The headline benefit, especially for SMEs, is that customers can finally realise the true value of total PLM, because they no longer have to make the investments in IT infrastructure, databases and software licenses. They can access our PLM solution as a subscription service that will be extremely affordable, in many cases one tenth the price of a traditional solution.
Companies have often only used PLM for PDM – product data management – purposes, failing to get full functionality from this powerful tool. What has this product done to address this? The analyst community has done a lot of research into this, and our own qualitative and quantitative data has helped drive our decisionmaking about PLM.
We discovered that customers buy PLM solutions based upon the value proposition described from full PLM, which really means delivering on the management of data from early conception through to the end of life of those products. Because of the limitations associate with the software architectures and the business models, i.e. price points, of traditional PLM solutions, the vast majority of customers we talk to have really never got beyond PDM; that is, CAD file management, engineering bill of materials management, change management and perhaps one other function, but that’s as far as they ever get. They never, or rarely, realise the value of full PLM.
We looked at the idea of moving that capability into the cloud, to extend the value of that definition of PLM to our customers. But we quickly realised that moving PDM functions into the cloud didn’t make a great deal of sense to them, mainly because their CAD tools were still behind their firewalls. If your CAD tool is behind your firewall and you are trying to put PDM up in the cloud, it’s not going to perform very well to move all your work-in-process changes to your designs, every day, back and forth between your local CAD programme and PDM in the cloud.
So we quickly decided that PDM should remain where it is today, behind our customers firewalls. We have a great product, Vault, but customers also use other PDM solutions and they can continue to get value from either one. One day, when companies are ready to perform ‘design in the cloud’ – we’ll be waiting for them of course – we’ll have PDM capabilities there with our design tools in the cloud.

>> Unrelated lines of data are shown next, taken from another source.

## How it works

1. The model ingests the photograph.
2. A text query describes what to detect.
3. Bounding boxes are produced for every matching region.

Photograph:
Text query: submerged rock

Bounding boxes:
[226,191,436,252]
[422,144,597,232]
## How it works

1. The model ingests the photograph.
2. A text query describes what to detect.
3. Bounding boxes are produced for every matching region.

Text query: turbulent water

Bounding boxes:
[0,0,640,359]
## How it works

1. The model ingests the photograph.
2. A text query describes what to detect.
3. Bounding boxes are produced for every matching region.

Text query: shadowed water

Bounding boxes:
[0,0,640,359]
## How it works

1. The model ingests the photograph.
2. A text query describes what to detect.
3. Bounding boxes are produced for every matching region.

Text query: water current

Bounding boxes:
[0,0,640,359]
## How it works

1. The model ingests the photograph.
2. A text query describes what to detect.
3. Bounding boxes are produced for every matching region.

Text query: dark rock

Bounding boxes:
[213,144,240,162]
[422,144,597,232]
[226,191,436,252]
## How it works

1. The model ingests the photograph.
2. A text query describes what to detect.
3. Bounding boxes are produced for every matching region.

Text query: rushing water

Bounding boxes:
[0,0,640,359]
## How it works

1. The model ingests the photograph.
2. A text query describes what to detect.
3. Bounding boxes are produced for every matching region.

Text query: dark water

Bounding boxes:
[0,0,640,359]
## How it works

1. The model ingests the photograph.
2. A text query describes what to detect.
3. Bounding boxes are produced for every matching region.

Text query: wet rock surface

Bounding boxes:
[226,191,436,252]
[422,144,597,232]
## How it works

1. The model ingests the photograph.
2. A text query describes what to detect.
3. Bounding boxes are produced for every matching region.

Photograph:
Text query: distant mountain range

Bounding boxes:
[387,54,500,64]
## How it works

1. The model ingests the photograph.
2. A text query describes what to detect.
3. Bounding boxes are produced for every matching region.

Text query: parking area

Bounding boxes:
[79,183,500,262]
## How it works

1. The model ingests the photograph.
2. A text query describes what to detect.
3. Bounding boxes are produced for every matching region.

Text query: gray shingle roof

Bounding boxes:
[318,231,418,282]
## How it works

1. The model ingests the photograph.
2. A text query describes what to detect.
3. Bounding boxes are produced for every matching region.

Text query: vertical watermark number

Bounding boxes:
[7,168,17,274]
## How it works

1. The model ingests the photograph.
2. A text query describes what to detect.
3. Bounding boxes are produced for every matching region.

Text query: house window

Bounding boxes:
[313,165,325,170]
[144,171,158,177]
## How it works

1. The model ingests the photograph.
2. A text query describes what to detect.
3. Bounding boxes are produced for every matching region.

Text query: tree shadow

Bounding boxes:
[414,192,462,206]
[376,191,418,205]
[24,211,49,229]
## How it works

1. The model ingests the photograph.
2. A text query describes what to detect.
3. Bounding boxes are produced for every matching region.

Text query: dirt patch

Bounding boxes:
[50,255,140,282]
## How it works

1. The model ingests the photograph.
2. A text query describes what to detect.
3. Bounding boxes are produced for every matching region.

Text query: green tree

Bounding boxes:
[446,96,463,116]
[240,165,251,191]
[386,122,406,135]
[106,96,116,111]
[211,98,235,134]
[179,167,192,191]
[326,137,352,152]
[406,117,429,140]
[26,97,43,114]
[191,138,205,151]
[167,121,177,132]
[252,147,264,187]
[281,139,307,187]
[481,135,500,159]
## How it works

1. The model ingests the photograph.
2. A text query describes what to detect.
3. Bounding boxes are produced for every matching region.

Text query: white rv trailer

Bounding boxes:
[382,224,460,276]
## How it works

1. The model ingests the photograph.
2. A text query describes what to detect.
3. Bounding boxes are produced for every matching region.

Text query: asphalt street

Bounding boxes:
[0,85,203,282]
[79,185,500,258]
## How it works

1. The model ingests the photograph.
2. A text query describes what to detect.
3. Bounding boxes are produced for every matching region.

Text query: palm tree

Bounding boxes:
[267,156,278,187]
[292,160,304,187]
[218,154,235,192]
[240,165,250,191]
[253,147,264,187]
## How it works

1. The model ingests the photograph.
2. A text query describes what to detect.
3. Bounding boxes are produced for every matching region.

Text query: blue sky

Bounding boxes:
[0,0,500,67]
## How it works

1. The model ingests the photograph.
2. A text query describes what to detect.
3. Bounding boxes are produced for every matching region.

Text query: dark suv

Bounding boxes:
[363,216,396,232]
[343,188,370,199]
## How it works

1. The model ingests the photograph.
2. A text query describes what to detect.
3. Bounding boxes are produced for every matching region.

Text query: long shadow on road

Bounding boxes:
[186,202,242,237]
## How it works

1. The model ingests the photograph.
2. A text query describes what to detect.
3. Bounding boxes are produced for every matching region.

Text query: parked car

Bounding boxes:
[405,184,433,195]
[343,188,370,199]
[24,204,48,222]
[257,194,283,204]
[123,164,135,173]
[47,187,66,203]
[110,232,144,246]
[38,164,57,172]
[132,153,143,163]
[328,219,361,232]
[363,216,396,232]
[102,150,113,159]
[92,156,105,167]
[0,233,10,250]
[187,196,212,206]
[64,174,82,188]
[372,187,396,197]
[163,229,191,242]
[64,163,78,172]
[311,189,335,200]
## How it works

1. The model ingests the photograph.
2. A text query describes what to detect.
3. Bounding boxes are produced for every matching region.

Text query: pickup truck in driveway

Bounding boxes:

Until then, leaving PDM where it is makes a lot of sense. But we still want to extend the full value of PLM that for many customers has gone unrealised. So we decided to put the rest of the PLM business applications that surround PDM – everything from requirements management to new product introductions, managing alternate views of the bill of materials, to project management, quality, compliance and a variety of things – in a cloud solution, using a very affordable model. How affordable? More like the kinds of cloud solutions you see today around CRM [customer relationship management], some ERP offerings and HR Management.”
Autodesk plans to launch its cloud PLM product, 360 Nexus, globally in March.